Estão em jogo o montante de R$ 137 milhões em juros semestrais, sendo R$ 33,9 milhões referentes à 14ª emissão de debêntures, ocasião em que a Comgás tomou emprestado R$ 1 bilhão dos investidores de
renda fixa em setembro de 2025, ao passo que a remuneração de R$ 103,1 milhões é destinada aos debenturistas da 15ª emissão, quando a captação foi de R$ 1,5 bilhão em março de 2026.
A 14ª emissão de debêntures da Comgas tem caráter de longo prazo e é separada em duas séries. Na primeira série, o vencimento ocorre em 15 de setembro de 2037, ao passo que a segunda série mantém o dinheiro travado até 15 de setembro de 2040.
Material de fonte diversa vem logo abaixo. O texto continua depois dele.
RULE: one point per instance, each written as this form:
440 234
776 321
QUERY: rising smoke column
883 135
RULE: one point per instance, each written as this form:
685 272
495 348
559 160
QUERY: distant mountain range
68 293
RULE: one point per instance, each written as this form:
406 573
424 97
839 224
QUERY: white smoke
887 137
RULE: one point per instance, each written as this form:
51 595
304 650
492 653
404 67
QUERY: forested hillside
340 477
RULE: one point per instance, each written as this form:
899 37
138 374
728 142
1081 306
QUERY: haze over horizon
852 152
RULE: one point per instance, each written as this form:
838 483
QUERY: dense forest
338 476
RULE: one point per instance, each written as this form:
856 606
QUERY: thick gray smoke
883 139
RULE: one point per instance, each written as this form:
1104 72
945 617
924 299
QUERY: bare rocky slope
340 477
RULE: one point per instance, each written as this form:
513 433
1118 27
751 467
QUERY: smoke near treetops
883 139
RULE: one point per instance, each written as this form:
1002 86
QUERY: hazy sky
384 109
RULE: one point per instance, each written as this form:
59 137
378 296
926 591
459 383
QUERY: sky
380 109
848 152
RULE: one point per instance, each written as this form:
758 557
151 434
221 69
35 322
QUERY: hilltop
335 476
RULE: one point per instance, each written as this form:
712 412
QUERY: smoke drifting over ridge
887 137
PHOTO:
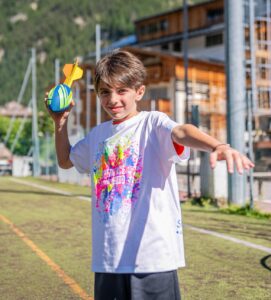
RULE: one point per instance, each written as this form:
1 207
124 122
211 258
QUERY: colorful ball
59 98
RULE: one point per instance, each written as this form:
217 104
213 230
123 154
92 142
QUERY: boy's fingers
238 161
229 161
213 159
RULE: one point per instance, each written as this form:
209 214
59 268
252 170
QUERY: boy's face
120 102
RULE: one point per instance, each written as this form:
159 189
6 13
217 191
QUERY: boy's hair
120 68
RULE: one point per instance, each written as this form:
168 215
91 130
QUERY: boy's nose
114 97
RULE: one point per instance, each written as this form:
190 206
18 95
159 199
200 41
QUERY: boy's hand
60 117
232 157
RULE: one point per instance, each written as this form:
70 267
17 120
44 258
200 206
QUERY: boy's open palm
232 157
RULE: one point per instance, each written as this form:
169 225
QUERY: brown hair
120 68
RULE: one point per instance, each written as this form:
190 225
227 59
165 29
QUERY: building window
213 40
143 30
163 25
215 15
177 46
165 46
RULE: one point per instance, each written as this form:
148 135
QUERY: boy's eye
104 93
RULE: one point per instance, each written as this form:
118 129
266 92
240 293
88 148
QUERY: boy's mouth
116 108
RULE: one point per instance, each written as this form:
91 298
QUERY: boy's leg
110 286
155 286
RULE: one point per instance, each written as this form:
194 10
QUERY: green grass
60 226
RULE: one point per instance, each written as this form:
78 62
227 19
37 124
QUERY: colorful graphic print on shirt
117 173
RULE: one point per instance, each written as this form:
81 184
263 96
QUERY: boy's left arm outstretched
191 136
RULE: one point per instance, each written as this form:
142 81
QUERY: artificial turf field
45 248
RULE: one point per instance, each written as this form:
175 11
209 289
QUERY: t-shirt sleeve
80 155
174 152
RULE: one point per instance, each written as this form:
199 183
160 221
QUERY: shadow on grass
264 262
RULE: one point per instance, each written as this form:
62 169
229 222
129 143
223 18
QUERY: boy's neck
118 121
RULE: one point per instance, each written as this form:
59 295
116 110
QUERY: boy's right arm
62 142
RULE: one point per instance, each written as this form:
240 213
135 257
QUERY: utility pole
249 98
88 100
35 136
185 59
235 92
98 56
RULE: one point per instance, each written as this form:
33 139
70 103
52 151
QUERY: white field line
205 231
229 238
49 189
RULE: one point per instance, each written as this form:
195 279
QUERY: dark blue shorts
150 286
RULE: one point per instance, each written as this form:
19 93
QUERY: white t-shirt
136 217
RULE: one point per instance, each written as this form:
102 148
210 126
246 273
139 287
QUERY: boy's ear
140 92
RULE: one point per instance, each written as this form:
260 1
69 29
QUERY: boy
137 227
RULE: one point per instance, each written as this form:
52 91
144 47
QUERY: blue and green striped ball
59 98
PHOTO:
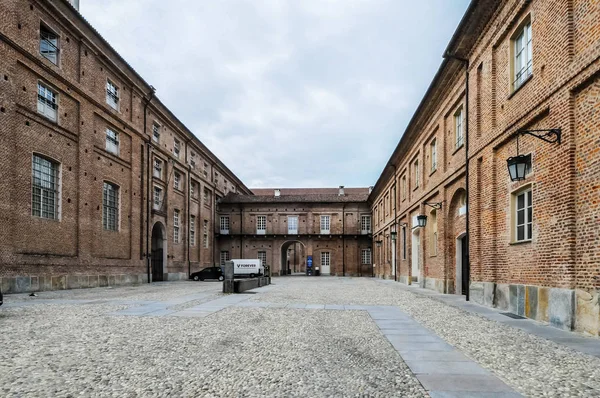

Quando tais títulos de crédito privado isentos da cobrança de Imposto de Renda (IR) foram lançados nas prateleiras das corretoras de valores há 12 meses, a remuneração era de
IPCA+ 6,58% ao ano. Atualmente, a taxa indicativa é de
IPCA+ 7,55% ao ano, juros compostos equivalentes (gross-up) a se o
Tesouro IPCA+ 2040 pagasse
IPCA+ 8,88% ao ano.
Já a 15ª emissão de debêntures da Comgas vence relativamente no curto prazo, no dia 15 de março de 2029. No momento, sua taxa indicativa é de DI+ 0,75% ao ano, equivalente a um
CDB (Certificado de Depósito Bancário) pagando
117% do CDI no mesmo prazo.
Embora os rendimentos oferecidos pelos títulos de dívida da Comgás sejam mais atrativos que a maioria das taxas presentes no
Tesouro Direto ou mesmo em
CDBs,
LCAs e
LCIs, vale mencionar que o dinheiro aplicado em
debêntures não tem a proteção do
FGC (Fundo Garantidor de Crédito). Logo, o debenturista assume o risco de calote da empresa emissora, que é bem superior ao governo brasileiro.